The event was held at the Prudential Center, home of the NHL's New Jersey Devils, instead of nearby MetLife Stadium. The biggest change was having most players — the ones not assigned to their own podiums — standing behind a barrier, instead of milling around with the media, as was the case on the sideline of stadiums in past years.

"I feel like a farm animal," said Denver Broncos offensive guard Zane Beadles, from the University of Utah.

Super Bowl XLVIII organizers are trying to give New Jersey — the site of the game, after all — its due in what's widely characterized as New York's Super Bowl. The Rutgers University band and a Bruce Springsteen tribute group played during the break between interview sessions. Some 9,000 fans attended the event, with in-house radio access to selected players and coaches.

Disappearing Lynch

Seattle running back Marshawn Lynch showed for Media Day, as scheduled, but did not give much of an effort. He walked away from the 60-minute session after about six minutes, although he later granted an interview to the NFL Network's Deion Sanders. Not much was revealed. Lynch said his approach this week is to "mind my own business, stay in my own lane. … Come game time, though, I'll be there."

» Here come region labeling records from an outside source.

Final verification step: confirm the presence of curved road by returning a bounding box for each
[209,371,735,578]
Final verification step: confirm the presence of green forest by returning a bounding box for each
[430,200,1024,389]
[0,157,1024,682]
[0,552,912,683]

Prior to Sunday, however, Lynch faces two more mandatory media sessions at the team's hotel in Jersey City, N.J.

Second chance

As an Arizona cornerback five years ago, Denver's Dominique Rodgers-Cromartie was in the frame — along with former BYU safety Aaron Francisco — when Pittsburgh's Santonio Holmes caught the winning touchdown pass in the Super Bowl.

"Does it haunt me? Yeah," Rodgers-Cromartie said. "Because every time the Super Bowl comes around, they show that one play with Santonio Holmes catching the ball in the back of the end zone. And you see yourself right there. I was that close to getting a ring. It's always been on my mind. It wasn't my play, I was in the area."